Freshness or Accuracy, Why Not Both? Addressing Delayed Feedback via Dynamic Graph Neural Networks (2308.08071v1)

Published 15 Aug 2023 in cs.LG and cs.AI

Abstract: The delayed feedback problem is one of the most pressing challenges in predicting the conversion rate since users' conversions are always delayed in online commercial systems. Although new data are beneficial for continuous training, without complete feedback information, i.e., conversion labels, training algorithms may suffer from overwhelming fake negatives. Existing methods tend to use multitask learning or design data pipelines to solve the delayed feedback problem. However, these methods have a trade-off between data freshness and label accuracy. In this paper, we propose Delayed Feedback Modeling by Dynamic Graph Neural Network (DGDFEM). It includes three stages, i.e., preparing a data pipeline, building a dynamic graph, and training a CVR prediction model. In the model training, we propose a novel graph convolutional method named HLGCN, which leverages both high-pass and low-pass filters to deal with conversion and non-conversion relationships. The proposed method achieves both data freshness and label accuracy. We conduct extensive experiments on three industry datasets, which validate the consistent superiority of our method.

Summary

The paper introduces DGDFEM, a dynamic graph approach that addresses delayed feedback in conversion rate prediction tasks.
It employs a real-time data pipeline and adaptive dynamic graph construction using HLGCN to capture evolving user-item interactions.
Experimental results demonstrate improved AUC and reduced NLL, underlining DGDFEM’s effectiveness in online advertising systems.

Freshness or Accuracy, Why Not Both? Addressing Delayed Feedback via Dynamic Graph Neural Networks

This paper introduces a novel approach to address the delayed feedback problem in conversion rate (CVR) prediction tasks using a dynamic graph neural network (DGNN). This problem is prominent in online commercial systems where user conversion feedback is inherently delayed, challenging models that strive to balance data freshness with label accuracy.

Delayed Feedback Problem

The intrinsic challenge of delayed feedback involves predicting whether user interactions such as clicks will eventually convert, despite conversion data arriving at later times. Current solutions either employ multitask learning or sophisticated data pipelines, each compromising between the immediacy of data and the accuracy of labels. The proposed method, DGDFEM, leverages a dynamic graph approach to encapsulate these delayed interactions into a coherent and adaptable model structure.

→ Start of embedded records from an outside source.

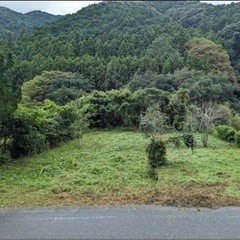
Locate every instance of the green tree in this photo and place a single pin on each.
(203, 54)
(9, 98)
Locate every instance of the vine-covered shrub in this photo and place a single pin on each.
(188, 139)
(237, 138)
(226, 133)
(156, 153)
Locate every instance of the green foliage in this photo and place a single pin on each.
(13, 22)
(156, 151)
(153, 122)
(205, 55)
(237, 138)
(60, 87)
(9, 98)
(188, 139)
(236, 122)
(226, 133)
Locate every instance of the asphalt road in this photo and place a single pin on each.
(125, 222)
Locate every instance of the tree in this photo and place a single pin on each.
(9, 98)
(204, 118)
(203, 54)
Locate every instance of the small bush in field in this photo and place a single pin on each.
(237, 138)
(188, 139)
(226, 133)
(156, 153)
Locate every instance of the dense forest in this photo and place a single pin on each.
(13, 23)
(105, 65)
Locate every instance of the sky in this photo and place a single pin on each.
(60, 7)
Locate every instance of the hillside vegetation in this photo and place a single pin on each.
(150, 66)
(110, 169)
(13, 23)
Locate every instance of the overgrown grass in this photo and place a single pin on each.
(111, 168)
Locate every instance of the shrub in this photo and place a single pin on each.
(188, 139)
(226, 133)
(236, 122)
(156, 153)
(237, 138)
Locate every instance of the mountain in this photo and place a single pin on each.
(115, 42)
(13, 22)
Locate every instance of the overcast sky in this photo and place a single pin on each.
(58, 7)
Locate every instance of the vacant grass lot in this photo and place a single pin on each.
(111, 168)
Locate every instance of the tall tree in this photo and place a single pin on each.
(9, 98)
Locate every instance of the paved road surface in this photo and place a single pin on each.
(128, 222)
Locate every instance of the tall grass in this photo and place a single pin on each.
(111, 168)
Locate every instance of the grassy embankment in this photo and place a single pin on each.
(111, 168)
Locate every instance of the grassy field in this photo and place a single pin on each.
(111, 168)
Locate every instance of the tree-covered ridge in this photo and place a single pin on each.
(106, 65)
(13, 22)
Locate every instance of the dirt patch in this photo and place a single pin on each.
(182, 195)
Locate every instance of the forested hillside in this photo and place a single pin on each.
(12, 23)
(110, 61)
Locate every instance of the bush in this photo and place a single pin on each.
(237, 138)
(236, 122)
(226, 133)
(156, 153)
(188, 139)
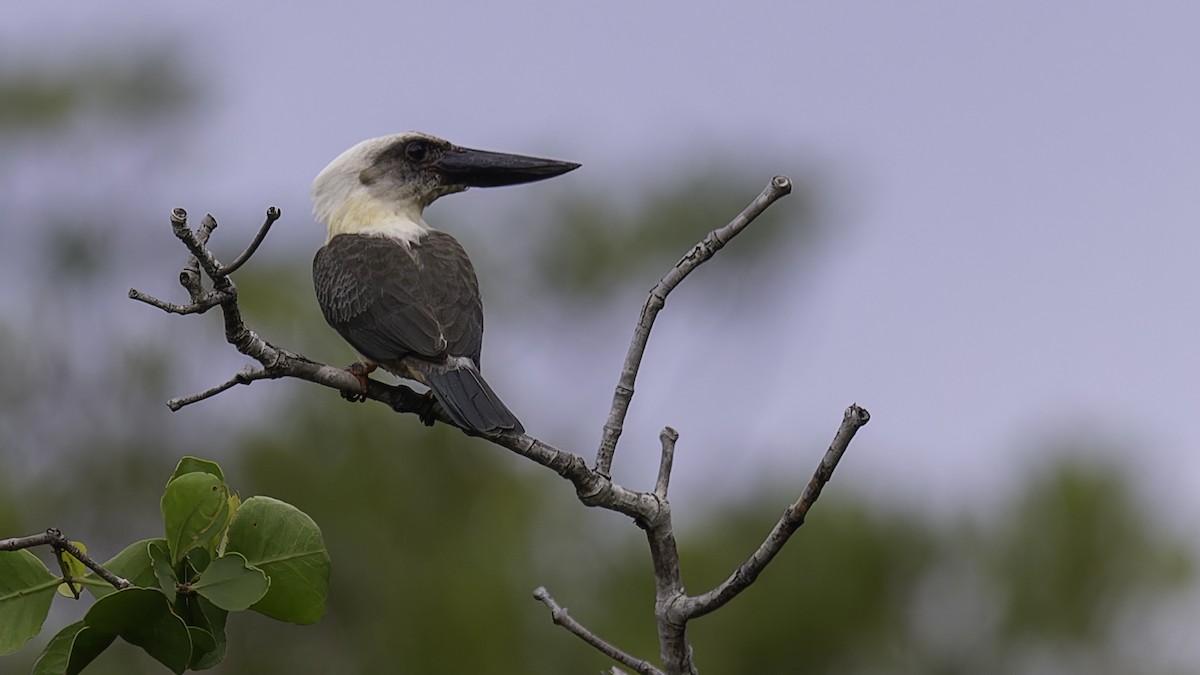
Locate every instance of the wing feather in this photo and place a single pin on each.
(390, 300)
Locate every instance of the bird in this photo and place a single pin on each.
(403, 294)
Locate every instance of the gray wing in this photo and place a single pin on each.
(390, 302)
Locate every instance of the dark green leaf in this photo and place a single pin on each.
(195, 509)
(72, 649)
(203, 644)
(27, 590)
(132, 565)
(196, 465)
(285, 543)
(143, 617)
(199, 613)
(165, 574)
(231, 584)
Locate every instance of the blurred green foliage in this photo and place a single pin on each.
(127, 85)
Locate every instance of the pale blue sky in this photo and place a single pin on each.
(1015, 252)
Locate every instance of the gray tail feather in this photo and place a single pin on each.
(471, 402)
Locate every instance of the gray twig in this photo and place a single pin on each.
(667, 437)
(204, 304)
(245, 376)
(273, 214)
(55, 539)
(853, 419)
(706, 249)
(561, 617)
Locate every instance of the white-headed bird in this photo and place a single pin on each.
(403, 294)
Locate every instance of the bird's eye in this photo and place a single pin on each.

Proposed Methodology: DGDFEM

The DGDFEM framework is structured into three distinct stages:

Data Pipeline Preparation: The novel data pipeline maximizes both data freshness and label accuracy. Samples are continuously delivered as they appear, initially unlabeled, and subsequently marked and re-delivered based on conversion events within a preset attribution window.
Dynamic Graph Construction: Constructing a dynamic graph allows the model to adaptively represent the data's temporal nature, capturing evolving user-item interactions effectively. Nodes in the graph represent users and items, while edges encode interaction attributes derived from sample labels.
Model Training: Utilizing the sampled dynamic graph, the model processes multi-hop neighbors using the proposed HLGCN method, which employs both high-pass and low-pass filters for effective graph convolution. These filters distinguish between conversion (commonality retention) and non-conversion (difference amplification) relationships, enhancing the model's predictive accuracy.

HLGCN: High-Low Pass Filtered Graph Convolution

HLGCN is pivotal in DGDFEM, handling the complexity of conversion relationships through dynamic filtering. By using ConvE to estimate user preferences, HLGCN accurately applies high-pass or low-pass filters to graph edges. This dual-filter approach captures nuanced interaction patterns essential for reliable CVR predictions.

Experimental Results

Extensive empirical evaluation on industry datasets demonstrates the superiority of DGDFEM over existing methods. Compared with static and dynamic alternatives, DGDFEM consistently achieves higher accuracy (AUC) and lower error (NLL), validating its dual-focus approach on data freshness and label accuracy.

Implementation and Implications

DGDFEM leverages real-time data distribution updates, critical for online advertising systems demanding immediacy and precision in adaptive learning. The dynamic graph construction endows systems with robustness against delayed feedback penalties, ensuring accurate CVR insights that drive effective budget allocation and strategy formulation in real-time commerce environments.

Conclusion

The DGDFEM framework offers a compelling solution to the delayed feedback issue, harnessing dynamic graph structures and advanced graph filtering techniques. Its integration into real-world systems promises significant advances in the adaptability and accuracy of predictive models in rapidly changing user interaction landscapes.